In my experience most non craft drinkers can't deal with IPAs. I think an easier transition beer is a Belgian whit. I think it may be more due to craft brewers loving IPAs than having high demand for IPAs.
 
I wish I could get into the whole IPA thing I have had the privilege of having heady toppers which i did like after a few cans, and some APA like zombie dust and two hearted but thats the extent for me while i prefur Beers like Munich Helles, and stouts

On a side note I would love to make a clone of Zombie Dust
 
Yeah, a trend, but its something that has gotten craft beer into shelves all over the country. "Hoppy" is a taste/flavor attribute that people can easily identify and talk about, so I think brewers have responded when people say they love it. It's not a "fad," like rainbow afro wigs or fish emblems on people's cars, but a trend that will rise and fall with popularity. I'm sure once the general public gets the idea of a Malty beer, that will gain in popularity too. Another example: I went to a beer tasting of 17 awful, over-spiced, Christmas ales this December. That's another trend that is getting people drinking craft beer, and one that will hopefully, like hoppy beers, eventually have people asking for flavorful, but more balanced beer in the future.
 
Sad fact is that beers like that are relatively easy to make and hide flaws well.
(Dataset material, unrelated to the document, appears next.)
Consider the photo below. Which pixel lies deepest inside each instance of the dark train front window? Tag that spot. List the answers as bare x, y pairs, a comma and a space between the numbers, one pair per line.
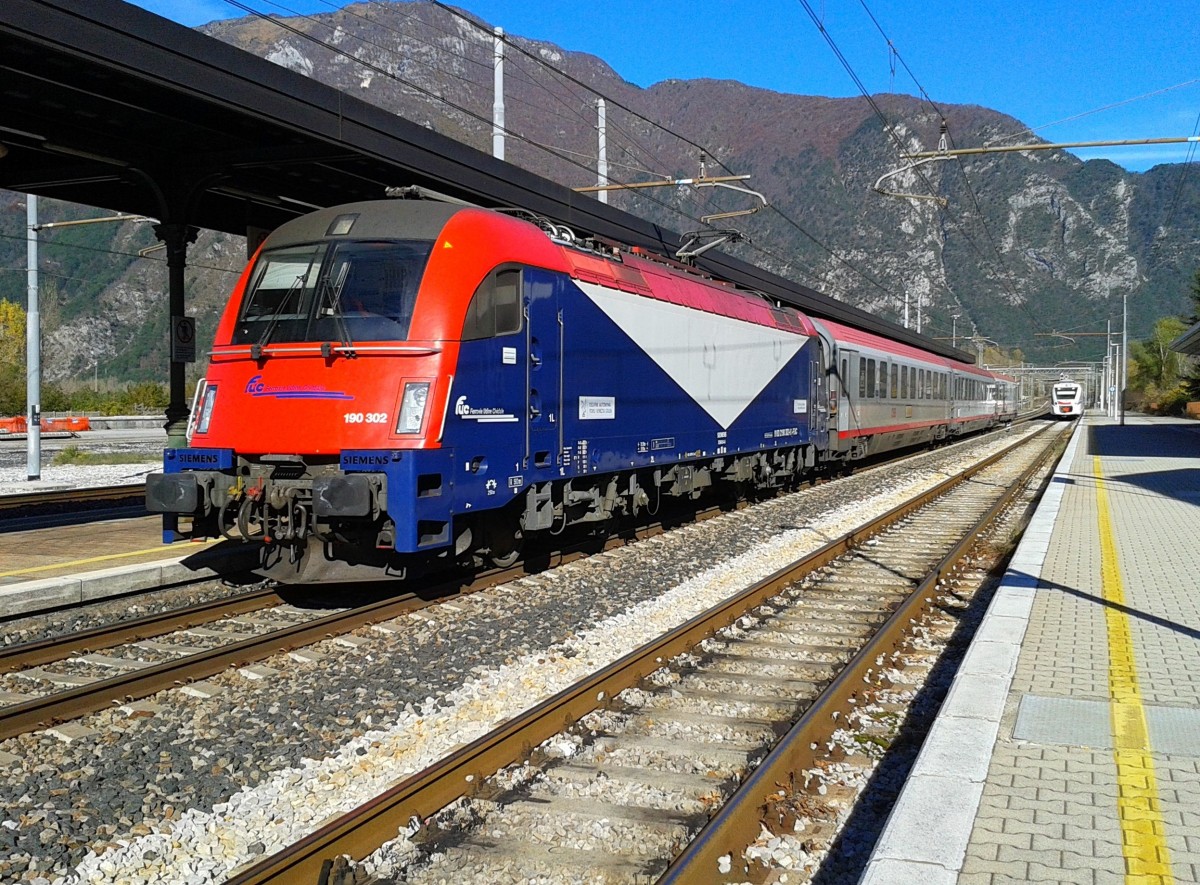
340, 292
Some sub-par brewers make popular, highly hopped IPAs... they make a pale-amber wort and throw a bucket load of hops at it, that's it. I am not saying that there aren't examples that are excellent beers brewed by skilled brewers, just that they are one of the easier styles to make without skill. You want to see how good a brewer is? Ask to taste his Pilsner.
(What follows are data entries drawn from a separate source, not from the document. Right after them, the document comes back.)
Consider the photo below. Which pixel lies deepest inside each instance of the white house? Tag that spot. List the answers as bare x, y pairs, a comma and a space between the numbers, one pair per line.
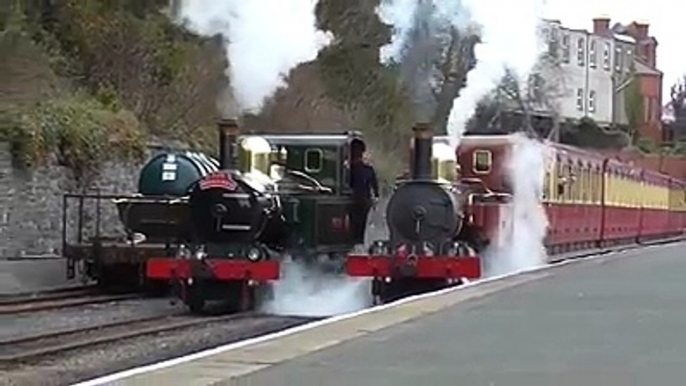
593, 69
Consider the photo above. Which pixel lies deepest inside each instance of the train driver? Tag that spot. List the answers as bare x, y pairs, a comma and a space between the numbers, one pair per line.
365, 189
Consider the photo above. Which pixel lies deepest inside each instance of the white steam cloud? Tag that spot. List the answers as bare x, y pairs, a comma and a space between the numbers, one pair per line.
508, 31
521, 236
306, 291
264, 40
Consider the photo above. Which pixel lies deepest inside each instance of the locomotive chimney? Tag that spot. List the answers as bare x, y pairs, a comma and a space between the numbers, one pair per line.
421, 156
228, 138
Trend? I suppose so. Not saying that is a good or bad thing in itself. I say trend not fad, because I don't think it will disappear entirely, nor do I think it is necessarily invalid. As a trend I can accept it, like them or not, because I think anything that makes people excited about beer is a good thing.

For my part, I am not hugely found of the extremely bitter beers, never did it for me. I have always been more of a malt forward kind of guy, or at least balanced. I like German and Czech lagers, traditional English ales, etc.